BILL H.R. 6260
In 2010, a bill was introduced in Congress (H.R. 6260) to outlaw private transfer fees at the federal level, but was not passed.
FHFA Rule Eliminates Private Transfer Fees
by Jann Swanson Feb 2 2011
The Federal Housing Finance Agency (FHFA) has issued proposed rules regarding private transfer fees on properties securing mortgages intended for sale to Fannie Mae, Freddie Mac, or Federal Home Loan Bank members. The rules reflect the agency’s response to 4,210 letters commenting on a “proposed guidance” outlining the issue in August 2010. The wave of comments came from interested parties that included legal and trade associations, conservation and other non-profit organizations, condominium associations, title companies, developers, and state and local government.
Transfer fees are contractual arrangements where an owner pays a fixed amount or a percentage of the sales price at the time of transferring the property. The transfer fees in question are collected by third parties each time a property changes hands. The fees are memorialized in deed covenants and may benefit a homeowners’ association, conservation land bank, non-profit organization or any number of other entities. They are also used by builders and developers to provide themselves with an income stream long after a development is complete.

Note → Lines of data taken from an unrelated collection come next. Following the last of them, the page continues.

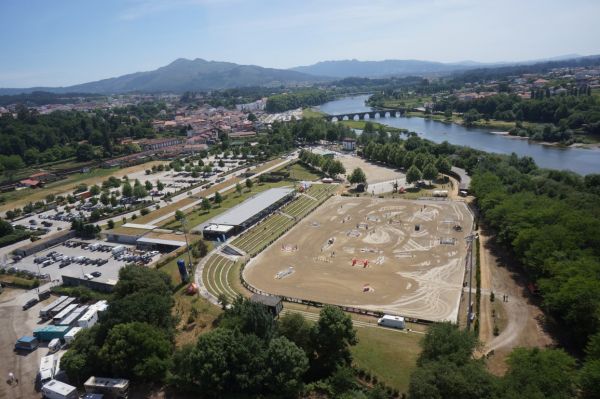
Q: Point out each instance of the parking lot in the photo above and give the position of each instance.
(89, 259)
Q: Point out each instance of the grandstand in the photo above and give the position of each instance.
(244, 215)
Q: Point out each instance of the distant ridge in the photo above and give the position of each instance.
(185, 75)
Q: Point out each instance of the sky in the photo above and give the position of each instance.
(65, 42)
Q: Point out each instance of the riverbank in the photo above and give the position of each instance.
(503, 127)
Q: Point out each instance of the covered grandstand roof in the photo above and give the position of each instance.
(247, 209)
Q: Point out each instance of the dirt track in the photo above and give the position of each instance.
(409, 272)
(520, 320)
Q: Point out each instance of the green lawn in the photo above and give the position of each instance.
(300, 172)
(388, 354)
(312, 113)
(232, 199)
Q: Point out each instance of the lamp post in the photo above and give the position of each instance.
(187, 244)
(469, 263)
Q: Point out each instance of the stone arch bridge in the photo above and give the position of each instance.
(367, 115)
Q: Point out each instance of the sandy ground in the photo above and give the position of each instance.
(520, 319)
(16, 323)
(375, 173)
(408, 273)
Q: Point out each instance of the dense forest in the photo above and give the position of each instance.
(246, 353)
(547, 219)
(43, 97)
(31, 138)
(287, 101)
(565, 114)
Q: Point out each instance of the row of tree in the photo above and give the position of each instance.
(248, 353)
(330, 166)
(446, 369)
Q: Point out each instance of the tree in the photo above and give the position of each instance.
(218, 198)
(294, 327)
(222, 361)
(144, 307)
(133, 279)
(357, 177)
(139, 191)
(413, 174)
(285, 367)
(249, 318)
(536, 373)
(332, 337)
(127, 190)
(85, 152)
(136, 350)
(443, 165)
(95, 189)
(430, 172)
(206, 206)
(5, 228)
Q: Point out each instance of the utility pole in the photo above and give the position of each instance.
(469, 263)
(187, 244)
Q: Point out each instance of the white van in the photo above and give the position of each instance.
(54, 345)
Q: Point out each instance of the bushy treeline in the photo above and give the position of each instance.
(446, 368)
(332, 167)
(550, 220)
(248, 353)
(135, 336)
(287, 101)
(32, 138)
(564, 111)
(43, 97)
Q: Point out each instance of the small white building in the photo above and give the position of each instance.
(349, 144)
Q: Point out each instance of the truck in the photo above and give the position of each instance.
(89, 318)
(64, 313)
(53, 312)
(118, 249)
(59, 390)
(71, 334)
(73, 317)
(45, 311)
(392, 321)
(48, 333)
(47, 368)
(111, 388)
(27, 343)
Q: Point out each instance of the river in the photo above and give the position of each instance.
(580, 160)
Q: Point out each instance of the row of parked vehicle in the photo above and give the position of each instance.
(91, 247)
(63, 216)
(144, 257)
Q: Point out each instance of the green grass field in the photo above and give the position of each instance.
(300, 172)
(312, 113)
(390, 355)
(231, 199)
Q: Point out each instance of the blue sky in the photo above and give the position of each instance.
(54, 43)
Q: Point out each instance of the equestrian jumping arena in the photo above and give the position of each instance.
(396, 256)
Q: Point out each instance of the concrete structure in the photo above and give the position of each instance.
(44, 243)
(157, 144)
(247, 213)
(349, 144)
(463, 178)
(273, 303)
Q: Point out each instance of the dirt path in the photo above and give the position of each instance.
(520, 319)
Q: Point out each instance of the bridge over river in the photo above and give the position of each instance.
(366, 115)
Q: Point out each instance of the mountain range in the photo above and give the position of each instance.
(201, 75)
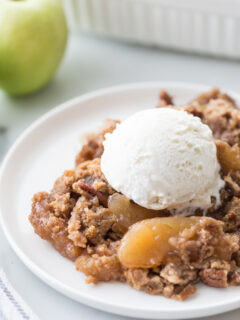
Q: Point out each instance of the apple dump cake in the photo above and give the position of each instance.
(153, 201)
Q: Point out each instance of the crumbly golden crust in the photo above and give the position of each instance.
(74, 216)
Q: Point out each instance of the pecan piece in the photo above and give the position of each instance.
(214, 278)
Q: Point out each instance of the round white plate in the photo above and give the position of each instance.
(41, 154)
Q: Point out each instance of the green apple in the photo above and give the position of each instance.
(33, 37)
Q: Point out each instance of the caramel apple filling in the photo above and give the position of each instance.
(152, 242)
(128, 213)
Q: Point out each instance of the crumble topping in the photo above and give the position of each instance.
(75, 218)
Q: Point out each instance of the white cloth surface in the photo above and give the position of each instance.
(12, 306)
(91, 64)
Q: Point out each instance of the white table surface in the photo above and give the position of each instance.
(91, 64)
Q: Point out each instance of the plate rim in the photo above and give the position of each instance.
(58, 285)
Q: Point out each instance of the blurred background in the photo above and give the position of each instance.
(110, 42)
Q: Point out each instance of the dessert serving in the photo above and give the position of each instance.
(153, 201)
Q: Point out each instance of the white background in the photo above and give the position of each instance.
(91, 64)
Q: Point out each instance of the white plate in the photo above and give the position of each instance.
(40, 155)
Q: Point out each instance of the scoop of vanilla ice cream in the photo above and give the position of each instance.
(163, 158)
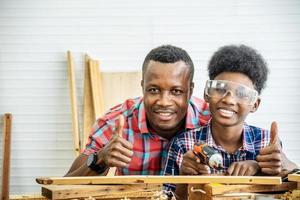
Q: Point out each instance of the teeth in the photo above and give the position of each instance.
(226, 112)
(165, 114)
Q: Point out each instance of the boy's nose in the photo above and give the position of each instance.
(164, 99)
(229, 97)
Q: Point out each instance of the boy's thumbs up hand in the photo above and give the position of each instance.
(269, 158)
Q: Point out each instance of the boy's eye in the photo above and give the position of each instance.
(153, 90)
(241, 93)
(176, 92)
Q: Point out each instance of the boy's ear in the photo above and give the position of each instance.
(255, 106)
(191, 88)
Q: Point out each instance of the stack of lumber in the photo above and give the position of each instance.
(145, 187)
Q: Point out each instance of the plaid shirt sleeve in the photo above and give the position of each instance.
(103, 129)
(172, 164)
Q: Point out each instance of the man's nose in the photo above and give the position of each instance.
(164, 99)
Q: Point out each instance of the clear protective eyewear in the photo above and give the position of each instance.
(220, 88)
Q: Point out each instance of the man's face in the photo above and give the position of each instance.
(167, 89)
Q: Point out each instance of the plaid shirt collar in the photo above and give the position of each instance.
(248, 144)
(192, 120)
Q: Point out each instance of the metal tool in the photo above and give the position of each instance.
(208, 155)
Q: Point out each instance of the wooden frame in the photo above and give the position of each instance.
(158, 180)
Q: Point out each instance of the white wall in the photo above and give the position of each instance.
(35, 35)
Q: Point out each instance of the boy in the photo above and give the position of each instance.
(237, 76)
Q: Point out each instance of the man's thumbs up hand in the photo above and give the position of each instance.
(118, 151)
(274, 139)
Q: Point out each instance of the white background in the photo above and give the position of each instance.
(35, 35)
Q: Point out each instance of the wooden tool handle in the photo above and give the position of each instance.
(6, 155)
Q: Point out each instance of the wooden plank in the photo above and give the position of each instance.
(88, 110)
(159, 180)
(7, 118)
(99, 191)
(27, 197)
(119, 86)
(294, 177)
(75, 121)
(216, 189)
(96, 93)
(223, 192)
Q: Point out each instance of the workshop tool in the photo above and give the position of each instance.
(208, 155)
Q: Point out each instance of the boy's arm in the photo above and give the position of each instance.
(271, 159)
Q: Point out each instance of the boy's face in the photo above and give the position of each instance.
(231, 109)
(167, 89)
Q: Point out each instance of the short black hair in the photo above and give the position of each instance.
(242, 59)
(169, 54)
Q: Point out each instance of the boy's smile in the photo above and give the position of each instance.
(228, 110)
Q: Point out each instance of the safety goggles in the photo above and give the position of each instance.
(219, 88)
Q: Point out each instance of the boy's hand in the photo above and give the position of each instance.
(270, 157)
(118, 151)
(191, 165)
(243, 168)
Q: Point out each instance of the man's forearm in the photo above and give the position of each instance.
(80, 168)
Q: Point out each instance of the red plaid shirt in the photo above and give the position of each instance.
(150, 150)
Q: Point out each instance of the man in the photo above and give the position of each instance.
(134, 136)
(146, 124)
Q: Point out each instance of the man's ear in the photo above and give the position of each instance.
(191, 88)
(255, 106)
(142, 84)
(206, 98)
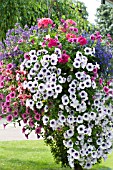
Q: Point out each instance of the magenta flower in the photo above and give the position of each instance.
(10, 66)
(23, 130)
(95, 70)
(24, 115)
(7, 103)
(8, 98)
(15, 113)
(9, 118)
(100, 81)
(37, 116)
(26, 55)
(38, 130)
(106, 89)
(64, 58)
(1, 96)
(0, 117)
(92, 37)
(31, 123)
(12, 94)
(1, 84)
(9, 109)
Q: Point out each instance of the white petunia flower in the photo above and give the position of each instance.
(62, 118)
(81, 129)
(53, 124)
(70, 133)
(30, 103)
(39, 105)
(82, 85)
(41, 87)
(90, 67)
(32, 53)
(76, 64)
(65, 100)
(93, 84)
(45, 119)
(36, 66)
(88, 165)
(29, 84)
(28, 64)
(78, 54)
(53, 59)
(83, 94)
(33, 59)
(88, 51)
(58, 89)
(84, 62)
(69, 78)
(71, 90)
(80, 119)
(76, 155)
(87, 83)
(86, 116)
(32, 72)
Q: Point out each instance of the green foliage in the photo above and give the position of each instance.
(105, 19)
(13, 156)
(27, 12)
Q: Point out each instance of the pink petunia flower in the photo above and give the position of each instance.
(38, 130)
(12, 94)
(37, 117)
(82, 40)
(52, 43)
(106, 89)
(9, 66)
(1, 84)
(100, 81)
(9, 118)
(44, 22)
(64, 58)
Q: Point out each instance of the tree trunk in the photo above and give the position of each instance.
(78, 167)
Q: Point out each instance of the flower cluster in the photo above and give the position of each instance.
(58, 86)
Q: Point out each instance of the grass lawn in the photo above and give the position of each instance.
(34, 155)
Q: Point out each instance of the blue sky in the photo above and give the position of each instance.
(91, 5)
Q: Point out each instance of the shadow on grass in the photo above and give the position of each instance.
(102, 168)
(17, 164)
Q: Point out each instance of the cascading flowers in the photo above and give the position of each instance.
(60, 88)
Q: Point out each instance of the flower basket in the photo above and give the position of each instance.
(58, 90)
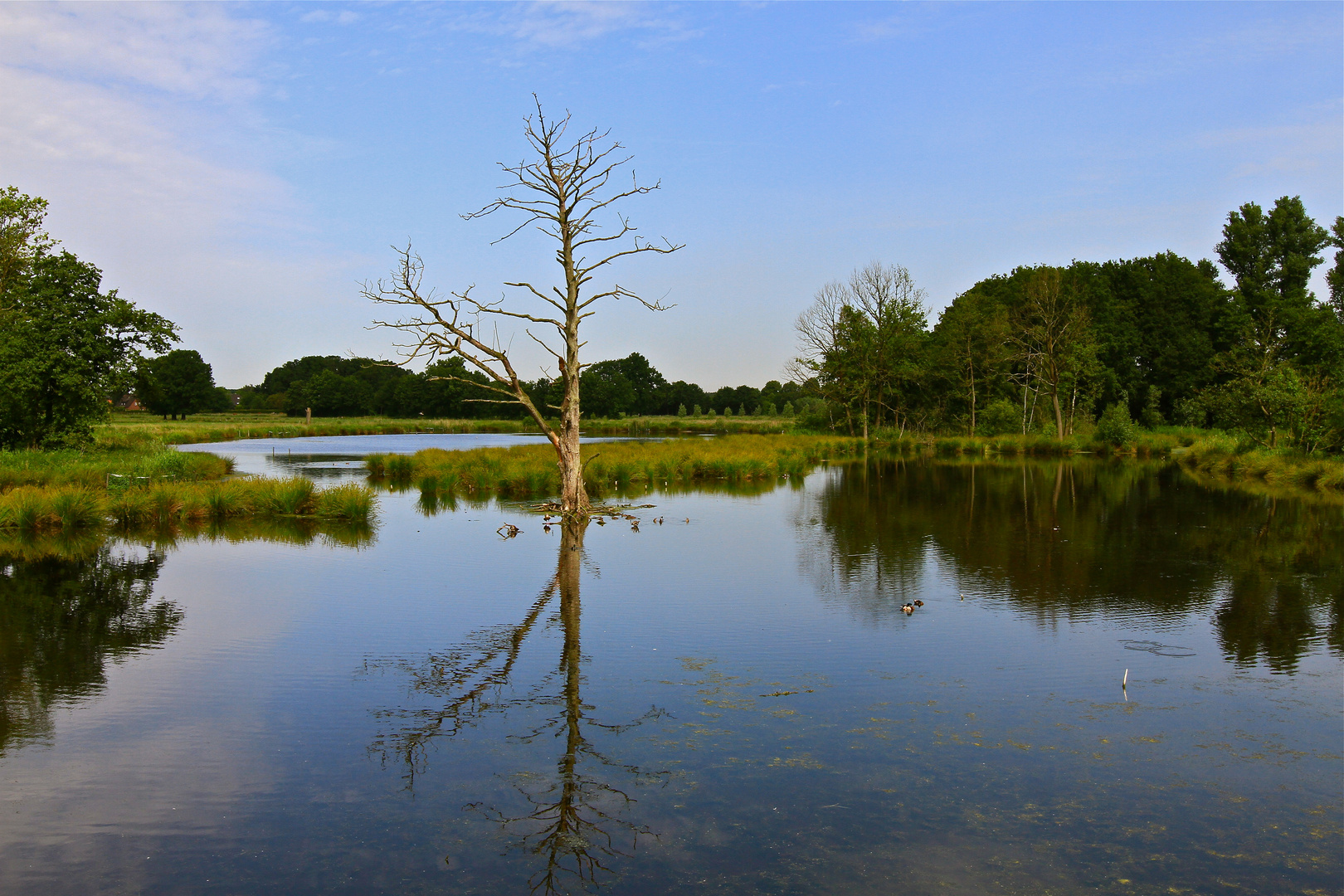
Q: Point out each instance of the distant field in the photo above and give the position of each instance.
(138, 429)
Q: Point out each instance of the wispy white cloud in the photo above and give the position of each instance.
(140, 125)
(195, 51)
(572, 23)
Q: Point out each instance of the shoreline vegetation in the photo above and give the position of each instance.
(134, 477)
(155, 486)
(530, 470)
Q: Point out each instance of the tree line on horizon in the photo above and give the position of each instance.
(1094, 347)
(1088, 348)
(334, 386)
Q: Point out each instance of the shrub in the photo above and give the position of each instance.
(1001, 418)
(1114, 427)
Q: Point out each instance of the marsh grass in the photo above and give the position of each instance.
(140, 431)
(1234, 460)
(66, 508)
(611, 466)
(110, 470)
(30, 546)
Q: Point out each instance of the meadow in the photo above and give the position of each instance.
(531, 470)
(66, 508)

FHFA proposed enacting restrictions on transfer fees because of concerns that they could:
Increase the costs of home ownership and reduce liquidity in both primary and secondary mortgage markets;
limit property transfers or render them legally uncertain;
detract from the stability of the secondary mortgage market, particularly if such fees will be securitized;
expose lenders, title companies, and secondary market participants to risks from unknown potential liens and title defects;
contribute to reduced transparency for consumers because the fees often are not disclosed by sellers and are difficult to discover through customary title searches, especially after repeated purchases;
represent dramatic, last-minute, non-financeable out-of-pocket costs for consumers;
deprive subsequent homeowners of equity value; and
complicate residential real-estate transactions and introduce confusion and uncertainty for home buyers.
Comments received by FHFA fell generally into five categories:
Advocating a complete ban on private transfer fees. Advocates said these fees increase the cost of homeownership while generating revenue for developers or investors who provide no benefits to the homeowners over time. These comments also noted that there are few binding requirements for disclosure of these fees at closing which adds to the complexity of real estate transactions.
Advocating for private transfer fees for condominiums, cooperatives, and homeowners associations. Commenters maintained that private transfer fees fund the capital reserves of their communities, helping to fund improvements which increase property values, lower member fees, and that these fees are fully disclosed.
Advocating for private transfer fees for tax-exempt nonprofit associations that provide direct benefits to the property and advocating for government and other entities that provide benefits to the community at large. These commenters asserted that certain non-profit organizations and agencies play important roles by supporting the creation and maintenance of community enhancements such as open space, environmental conservation, and preservation, affording housing, and transit improvements. Some comments supported fees even if they did not directly benefit the subject property.
Supporting the payment of such fees to for-profit entities and also supporting the securitization and sale of transfer-fee income streams to investors. These commenters claim that transfer fees raise the same objections and confer the same benefits across the spectrum of the entities that might collect them. They also argued that transfer fees lower the cost of construction by spreading it over future buyers.
Level of fees. FHFA had expressed concern about the reasonable level of fees, whether they were fixed over the life of the covenant, and if they were proportional to the benefit rendered. Comments generally urged FHFA not to consider this issue.
Compliance. Commenters, primarily banks, expressed concern about their ability to compliance without excessive burdens; particularly accessing underlying documents regarding existence of such fees.
Prospective Application. Concern was expressed that the final rules might be retroactive, affecting closed loans that had not yet been securitized, complicating title searches, and impacting the salability of properties with existing covenants.
In response to the comments, FHFA’s proposed rule would:
Exempt from the rule private transfer fees paid to homeowners associations and similar organizations and to tax-exempt non-profit organizations where the fees are used to the direct benefit of the encumbered property. FHFA will not exempt fees paid to non-profit organizations that do not provide a direct benefit to the property on the basis of traditional law that a covenant running with the land must benefit the land it burdens.
Be prospective, applying only to private transfer fee covenants created after the publication date of the proposed rule.
Allow an implementation period of 120 days for the regulated entities which may use reasonable means to achieve compliance with this rule.
Make no attempt to consider or evaluate the level of private transfer fees.